Thursday, August 11, 2022

 August 10, 2022 a thought for today, A day is long, but a lifetime is short. Russian Proverb

My first upload for yesterday was “I held this...”. It’s the quickest and easiest thing I could find for today. I have some holding my great grand kids but I got a complaint once earlier because the complainer said didn’t take the photo myself. It was taken be someone else although it could have been taken a with timed shot. 

A few days ago I had a message on the answer machine to call for a medial appointment with a specialist that I had questions about so I made an appointment with my family doctor to see if it was one I really needed to keep. It is actually a follow-up report from a problem a couple of years ago. I met with my family doctor early this morning and she said to keep the other appointment which is next month. There were some other simple tests I needed to take care of today too. 

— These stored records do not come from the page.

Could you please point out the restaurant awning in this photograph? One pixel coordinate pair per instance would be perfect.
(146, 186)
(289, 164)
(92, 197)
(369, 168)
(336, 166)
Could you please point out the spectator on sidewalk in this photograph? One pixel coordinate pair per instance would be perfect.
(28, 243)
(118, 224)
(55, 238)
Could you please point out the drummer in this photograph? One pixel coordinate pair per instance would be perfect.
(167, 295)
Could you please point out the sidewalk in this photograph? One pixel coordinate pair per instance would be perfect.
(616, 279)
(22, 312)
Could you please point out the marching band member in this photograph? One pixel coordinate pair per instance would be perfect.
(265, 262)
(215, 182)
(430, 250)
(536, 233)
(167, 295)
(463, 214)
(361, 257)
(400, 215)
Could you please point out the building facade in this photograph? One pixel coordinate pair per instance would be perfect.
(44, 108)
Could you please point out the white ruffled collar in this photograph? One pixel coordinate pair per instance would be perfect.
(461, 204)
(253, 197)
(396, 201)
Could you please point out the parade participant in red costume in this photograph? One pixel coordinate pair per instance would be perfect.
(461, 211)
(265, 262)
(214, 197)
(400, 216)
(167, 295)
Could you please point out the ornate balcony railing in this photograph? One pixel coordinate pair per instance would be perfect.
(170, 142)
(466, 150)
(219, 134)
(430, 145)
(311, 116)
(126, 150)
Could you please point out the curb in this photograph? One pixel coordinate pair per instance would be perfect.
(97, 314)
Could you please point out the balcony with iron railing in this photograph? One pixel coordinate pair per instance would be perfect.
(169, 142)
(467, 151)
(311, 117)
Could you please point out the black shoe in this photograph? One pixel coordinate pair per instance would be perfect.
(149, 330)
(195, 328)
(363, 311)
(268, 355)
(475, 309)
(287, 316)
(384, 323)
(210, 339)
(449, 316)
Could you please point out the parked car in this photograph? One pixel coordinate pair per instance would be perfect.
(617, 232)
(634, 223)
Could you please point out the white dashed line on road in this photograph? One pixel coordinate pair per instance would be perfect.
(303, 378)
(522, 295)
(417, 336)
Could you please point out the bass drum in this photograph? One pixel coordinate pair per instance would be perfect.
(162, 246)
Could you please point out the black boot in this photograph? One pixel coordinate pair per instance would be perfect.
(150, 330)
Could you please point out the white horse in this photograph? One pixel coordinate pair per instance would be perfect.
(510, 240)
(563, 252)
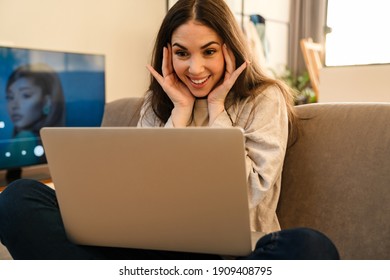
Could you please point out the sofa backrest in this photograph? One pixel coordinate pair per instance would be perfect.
(336, 175)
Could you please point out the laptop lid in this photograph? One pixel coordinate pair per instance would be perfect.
(152, 188)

My second upload for yesterday was from archives. I just felt in the mood for a bit of  nature.

Lowell came by last night and brought us the small refrigerator to use until the one with a problem is fixed. Sue and I had spent yesterday clearing out ours so that it will be completely cleaned and ready for restocking when we get the parts and reschedule an appointment for repairs. 

Have you had an assignment in school to present a specific type of item without adding creative touches to dress it up? That’s what I felt like when I picked this image for  “I wrote this.....” . I don’t write anything by hand any more, I use the typewriter or computer/printer. I do, however, hand write sticky notes to myself s, that kind of thing. So to complete this photo-of-the-day I picked an old recipe card from many years ago. It is not embellished, kind of ho hum but completed the “assignment called ‘I wrote this’. 

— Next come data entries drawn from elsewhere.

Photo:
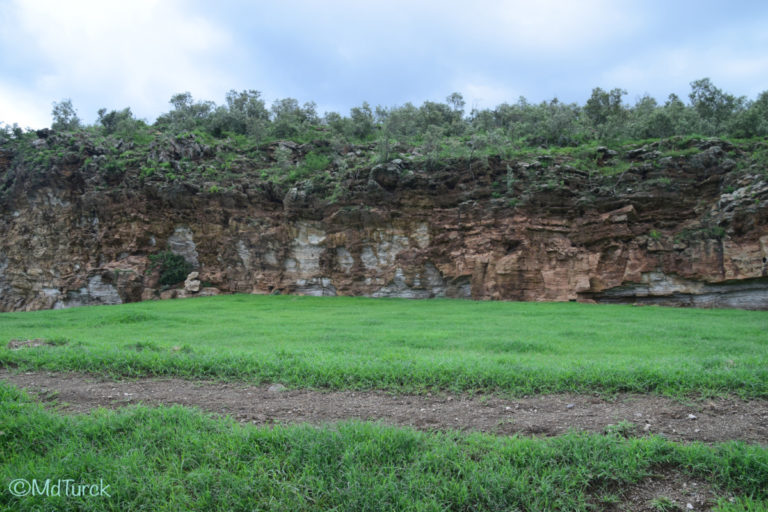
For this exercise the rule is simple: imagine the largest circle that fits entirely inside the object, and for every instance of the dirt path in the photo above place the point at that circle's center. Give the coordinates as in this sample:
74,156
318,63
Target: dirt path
548,415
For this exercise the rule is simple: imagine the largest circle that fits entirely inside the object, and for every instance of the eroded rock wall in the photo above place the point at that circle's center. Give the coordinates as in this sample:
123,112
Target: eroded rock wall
697,238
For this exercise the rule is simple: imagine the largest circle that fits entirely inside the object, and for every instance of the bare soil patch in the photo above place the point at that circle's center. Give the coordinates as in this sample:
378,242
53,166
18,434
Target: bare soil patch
37,342
666,490
708,420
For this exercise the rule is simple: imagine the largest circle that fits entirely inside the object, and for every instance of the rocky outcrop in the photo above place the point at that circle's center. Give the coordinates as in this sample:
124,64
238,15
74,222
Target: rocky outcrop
669,230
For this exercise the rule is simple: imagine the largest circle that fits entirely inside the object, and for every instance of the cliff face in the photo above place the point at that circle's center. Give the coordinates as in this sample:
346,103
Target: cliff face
674,230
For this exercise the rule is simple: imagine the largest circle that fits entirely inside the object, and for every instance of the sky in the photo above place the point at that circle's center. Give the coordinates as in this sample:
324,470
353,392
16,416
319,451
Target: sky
115,54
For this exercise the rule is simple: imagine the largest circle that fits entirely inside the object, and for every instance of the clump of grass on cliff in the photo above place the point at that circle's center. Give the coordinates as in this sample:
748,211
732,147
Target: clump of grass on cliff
181,459
402,345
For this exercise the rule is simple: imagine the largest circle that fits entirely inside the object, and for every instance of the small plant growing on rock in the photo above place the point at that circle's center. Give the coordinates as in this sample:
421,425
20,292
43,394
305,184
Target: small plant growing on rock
173,268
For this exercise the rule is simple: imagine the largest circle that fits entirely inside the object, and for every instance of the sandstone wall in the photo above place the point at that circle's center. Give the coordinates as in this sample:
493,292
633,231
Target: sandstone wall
698,238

The temperatures outside have dropped. It feels like an indication that fall is peeking around the corner though we still have some summer left.

The Sudbury upload for today is this lone dwarf sunflower photo that I shot last summer. I don’t have any sunflowers this year. Somehow they all got destroyed last year. 

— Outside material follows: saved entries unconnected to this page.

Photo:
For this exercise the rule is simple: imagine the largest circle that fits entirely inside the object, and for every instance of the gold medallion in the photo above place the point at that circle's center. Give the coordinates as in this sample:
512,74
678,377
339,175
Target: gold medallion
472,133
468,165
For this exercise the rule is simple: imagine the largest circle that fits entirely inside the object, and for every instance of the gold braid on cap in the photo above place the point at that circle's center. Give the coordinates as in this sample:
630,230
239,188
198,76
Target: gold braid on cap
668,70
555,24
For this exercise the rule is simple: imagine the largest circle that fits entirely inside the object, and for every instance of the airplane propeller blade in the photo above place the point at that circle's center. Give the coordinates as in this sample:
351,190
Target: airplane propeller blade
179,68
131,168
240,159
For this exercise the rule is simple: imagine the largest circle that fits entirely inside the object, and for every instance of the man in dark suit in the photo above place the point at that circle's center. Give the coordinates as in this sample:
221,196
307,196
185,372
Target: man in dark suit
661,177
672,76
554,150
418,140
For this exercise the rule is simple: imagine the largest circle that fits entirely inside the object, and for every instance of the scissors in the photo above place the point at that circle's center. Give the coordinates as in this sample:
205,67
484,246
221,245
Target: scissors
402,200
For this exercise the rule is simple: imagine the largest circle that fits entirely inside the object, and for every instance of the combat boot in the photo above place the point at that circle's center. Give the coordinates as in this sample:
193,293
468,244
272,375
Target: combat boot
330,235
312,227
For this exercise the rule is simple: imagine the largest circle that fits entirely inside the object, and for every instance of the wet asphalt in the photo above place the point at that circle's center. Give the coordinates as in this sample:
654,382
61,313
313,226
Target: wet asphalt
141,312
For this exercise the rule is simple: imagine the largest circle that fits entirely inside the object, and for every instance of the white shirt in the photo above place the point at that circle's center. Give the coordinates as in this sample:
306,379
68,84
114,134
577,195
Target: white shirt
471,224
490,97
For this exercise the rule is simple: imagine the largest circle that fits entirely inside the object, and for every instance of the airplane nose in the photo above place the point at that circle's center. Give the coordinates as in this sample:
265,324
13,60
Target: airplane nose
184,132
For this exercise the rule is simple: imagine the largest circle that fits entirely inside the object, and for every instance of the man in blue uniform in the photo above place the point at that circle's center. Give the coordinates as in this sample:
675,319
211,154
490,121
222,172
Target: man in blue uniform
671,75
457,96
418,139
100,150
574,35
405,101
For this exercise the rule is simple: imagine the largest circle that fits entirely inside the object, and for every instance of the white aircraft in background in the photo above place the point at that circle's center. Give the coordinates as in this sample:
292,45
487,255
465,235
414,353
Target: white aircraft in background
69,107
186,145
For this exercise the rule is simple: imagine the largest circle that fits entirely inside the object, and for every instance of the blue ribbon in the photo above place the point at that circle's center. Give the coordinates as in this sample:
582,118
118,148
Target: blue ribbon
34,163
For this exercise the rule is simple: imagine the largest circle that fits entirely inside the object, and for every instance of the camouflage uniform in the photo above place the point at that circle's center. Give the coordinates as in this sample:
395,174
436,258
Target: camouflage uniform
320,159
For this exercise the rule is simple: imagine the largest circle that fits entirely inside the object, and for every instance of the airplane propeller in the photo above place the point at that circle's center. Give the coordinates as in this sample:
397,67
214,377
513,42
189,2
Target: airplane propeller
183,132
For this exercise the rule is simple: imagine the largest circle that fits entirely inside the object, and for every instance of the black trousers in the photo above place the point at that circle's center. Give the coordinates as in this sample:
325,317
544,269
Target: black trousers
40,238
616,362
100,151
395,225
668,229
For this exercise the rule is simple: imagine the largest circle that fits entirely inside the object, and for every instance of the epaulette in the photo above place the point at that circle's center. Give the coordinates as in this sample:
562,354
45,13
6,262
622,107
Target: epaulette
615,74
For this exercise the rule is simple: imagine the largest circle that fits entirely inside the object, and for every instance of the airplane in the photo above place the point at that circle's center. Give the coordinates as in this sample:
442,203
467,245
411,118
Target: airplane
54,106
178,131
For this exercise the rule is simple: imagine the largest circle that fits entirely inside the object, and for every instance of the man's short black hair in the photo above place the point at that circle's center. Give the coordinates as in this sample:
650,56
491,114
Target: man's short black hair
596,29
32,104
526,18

The word for today is daily. The true secret of happiness lies in taking a genuine interest in all the details of daily life. William Morris.  The sky is the daily bread of the eyes. Ralph Waldo Emerson.  Have courage for the great sorrows of life and patience for the small ones; and when you have laboriously accomplished your daily task, go to sleep in peace. Victor Hugo.  The true harvest of my daily life is somewhat as intangible and indescribably as the tints of morning or  evening. It is a little star-dust caught, a segment of the rainbow which I have clutched, Henry David Thoreau.  A daily portion is really all we need. We do not need tomorrow's supply, for that day has not yet dawned, and its needs are still unborn. Charles Spurgeon. I will prepare and some day my chance will come. Abraham Lincoln. An early-morning walk is a blessing for the whole day. Henry David Thoreau. A man is what he thinks about all day long. Ralph Waldo Emerson  Each day is the scholar of yesterday. Publilius Syrus. Each day provides its own gifts. Marcus Aurelius. Good character is not formed in a week or a month. It is created little by little, day by day. Protracted and patient effort is needed to develop good character. Heraclitus.  A word is dead when it is said, some say. I say it just begins to live that day. Emily Dickinson. To thine own self be true, and it must follow, as the night the day, thou canst not then be false to any man. William Shakespeare.  Begin at once to live, and count each separate day as a separate life. Seneca.  He, who every morning plans the transactions of the day, and follows that plan, carries a thread that will guide him through a labyrinth of the most busy life. Victor Hugo. 

This is one of those days when I had a third upload for the day. This one is titled “curves and/or diagonal lines”. The sheet of trellis material was perfect for the diagonal idea. 

I go by empty and boarded up buildings and have often wondered why they are left empty for extended periods of time. This article may give a bit of a hint. This article is discussing a particular office building at East Broad Street and Grant Avenue that was set to be demolished but the plan was rejected. Apparently some believe that Downtown would be better off with an empty office building than a grass-covered lot. According to the article the owners wanted the building torn down after “determining it could not be renovated”. Some of the terminology went like this: "This building essentially is an obsolete shell presenting a number of challenges.....it fails to capture the site’s potential for greater density in a prominent gateway location at the intersection of Broad Street and Grant Avenue".  One of the earlier proposals for the site was replacing it with a six-story apartment building, that one didn't work out.  The building in question was built in 1950, renovated in 1986 then was empty and became “significantly deteriorated”. Another plan has been to “replace it was a grass -covered lot’ to allow time to plan another building for the site. The Downtown Commission does not like “to approve demolishing buildings without a clear plan to replace them”. They reconsider that idea when the building is considered unsafe. Some feel that it is better to plant the sight of the demolished building with grass rather than leave it vacant or use as a parking lot. 

We are going to meet at Red Lobster for Rebecca’s birthday dinner.